Wagon train clip-clops through area

May 14, 2001

Wagon train clip-clops through area


It's called a wagon train, but the real attraction for some people are the four-legged creatures slowly pulling the wagons along.

Big horses, small horses, horses with black and white spots and horses with white flowing manes.

Spectators couldn't get enough of the majestic but approachable creatures when the National Pike Festival and Wagon Train stopped at City Park on Saturday.

John McGilvery, 55, of Washington, said he had never seen a horse up close and personal until he came upon the wagon train while he was in the area on a shopping trip.


"This is all a treat to me," he said.

McGilvery approached Beauty, a black Percheron weighing in at 1,700 pounds and standing nearly 6 feet tall at the base of her neck.

"Whew. I'm not lyin', I like your horse," he told Christi Baker, 27, of Hagerstown. "That horse is power."

Baker only started riding five months ago after buying the draft horse at an auction.

"We were a little intimidated by her at first," said Baker, but Beauty soon won the family over with her laid-back personality.

On Saturday, Baker's 4-year-old daughter, JoDee Baker, rode with her from Clear Spring to Hagerstown. Spectators at City Park were impressed with the horse's size and some took pictures.

Baker wants to get a wagon for next year's ride.

The small caravan, which included horseback riders and 20 buggies and covered wagons, clippity-clopped its way along the National Pike (U.S. 40), drawing onlookers along the way.

Hagerstown Fire Police were stationed at major intersections around the city to control traffic, which backed up behind the caravan.

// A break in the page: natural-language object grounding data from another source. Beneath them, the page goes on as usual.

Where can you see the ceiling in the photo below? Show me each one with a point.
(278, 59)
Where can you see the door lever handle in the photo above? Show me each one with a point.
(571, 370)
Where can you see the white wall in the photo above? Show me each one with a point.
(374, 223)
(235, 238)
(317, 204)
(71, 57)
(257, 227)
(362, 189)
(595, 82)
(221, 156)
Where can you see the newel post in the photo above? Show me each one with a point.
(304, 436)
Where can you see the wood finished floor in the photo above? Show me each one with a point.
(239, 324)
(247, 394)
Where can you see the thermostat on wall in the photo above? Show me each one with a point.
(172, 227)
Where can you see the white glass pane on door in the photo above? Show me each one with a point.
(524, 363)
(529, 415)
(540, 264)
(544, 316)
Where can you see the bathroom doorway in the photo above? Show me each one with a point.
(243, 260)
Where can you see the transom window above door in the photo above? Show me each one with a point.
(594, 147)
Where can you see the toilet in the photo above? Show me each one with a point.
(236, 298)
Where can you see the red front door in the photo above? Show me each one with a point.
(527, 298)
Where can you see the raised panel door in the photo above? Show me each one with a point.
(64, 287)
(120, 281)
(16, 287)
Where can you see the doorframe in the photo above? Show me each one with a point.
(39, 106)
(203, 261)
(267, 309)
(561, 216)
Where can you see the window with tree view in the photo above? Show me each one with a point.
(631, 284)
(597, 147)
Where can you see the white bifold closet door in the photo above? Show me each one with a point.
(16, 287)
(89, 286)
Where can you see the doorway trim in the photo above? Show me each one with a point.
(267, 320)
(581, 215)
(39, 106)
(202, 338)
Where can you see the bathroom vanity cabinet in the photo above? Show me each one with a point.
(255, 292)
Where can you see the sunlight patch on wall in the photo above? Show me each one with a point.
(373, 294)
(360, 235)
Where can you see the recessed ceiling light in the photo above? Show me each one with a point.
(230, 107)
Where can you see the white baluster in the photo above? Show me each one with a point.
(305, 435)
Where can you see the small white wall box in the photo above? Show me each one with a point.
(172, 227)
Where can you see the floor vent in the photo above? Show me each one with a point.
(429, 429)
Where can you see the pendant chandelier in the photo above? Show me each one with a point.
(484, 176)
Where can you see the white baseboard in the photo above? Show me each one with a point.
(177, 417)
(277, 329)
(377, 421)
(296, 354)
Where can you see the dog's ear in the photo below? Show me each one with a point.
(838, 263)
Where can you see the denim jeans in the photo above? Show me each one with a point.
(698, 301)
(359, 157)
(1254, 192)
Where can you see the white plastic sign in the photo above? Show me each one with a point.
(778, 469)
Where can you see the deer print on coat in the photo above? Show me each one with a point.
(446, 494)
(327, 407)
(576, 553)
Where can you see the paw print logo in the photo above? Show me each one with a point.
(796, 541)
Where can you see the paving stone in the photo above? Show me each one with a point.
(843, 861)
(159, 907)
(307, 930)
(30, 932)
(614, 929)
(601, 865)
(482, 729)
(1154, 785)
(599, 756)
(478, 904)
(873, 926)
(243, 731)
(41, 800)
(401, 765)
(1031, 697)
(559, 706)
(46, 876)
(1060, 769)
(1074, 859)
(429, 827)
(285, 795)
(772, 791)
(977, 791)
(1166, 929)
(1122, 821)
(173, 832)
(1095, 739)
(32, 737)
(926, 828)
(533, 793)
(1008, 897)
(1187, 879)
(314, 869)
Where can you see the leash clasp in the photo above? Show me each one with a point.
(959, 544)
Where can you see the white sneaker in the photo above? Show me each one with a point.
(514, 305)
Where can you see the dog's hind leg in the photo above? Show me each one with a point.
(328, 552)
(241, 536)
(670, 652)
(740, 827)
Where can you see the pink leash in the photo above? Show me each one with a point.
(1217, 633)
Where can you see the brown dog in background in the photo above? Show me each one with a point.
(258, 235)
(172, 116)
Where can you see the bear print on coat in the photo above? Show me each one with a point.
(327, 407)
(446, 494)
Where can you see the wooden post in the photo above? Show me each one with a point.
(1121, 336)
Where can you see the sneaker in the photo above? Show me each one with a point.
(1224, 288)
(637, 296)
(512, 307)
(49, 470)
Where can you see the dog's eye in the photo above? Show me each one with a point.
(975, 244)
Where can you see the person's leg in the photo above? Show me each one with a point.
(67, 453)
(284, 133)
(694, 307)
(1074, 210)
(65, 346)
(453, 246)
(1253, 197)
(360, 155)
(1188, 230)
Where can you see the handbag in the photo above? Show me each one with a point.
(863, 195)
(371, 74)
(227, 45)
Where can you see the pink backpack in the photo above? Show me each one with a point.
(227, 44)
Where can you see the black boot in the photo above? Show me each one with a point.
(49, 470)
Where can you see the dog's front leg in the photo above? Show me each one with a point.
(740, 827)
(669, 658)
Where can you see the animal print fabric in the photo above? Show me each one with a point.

Temperatures rose into the 80s Saturday, but a brief rain shower on the ride from Clear Spring to Hagerstown cooled off the sweltering wagoneers.

The train made its final stop for the day in Funkstown and planned to head for Boonsboro today.

Janet Heim of Hagerstown said she had a hard time imagining packing her family of five's belongings into one tiny wagon.

"I think it's nice to commemorate an historic event. ... It makes us appreciate what we have," she said.

"I think it was really cool. I like the horses," said her daughter, Camille Heim, 9, of Hagerstown.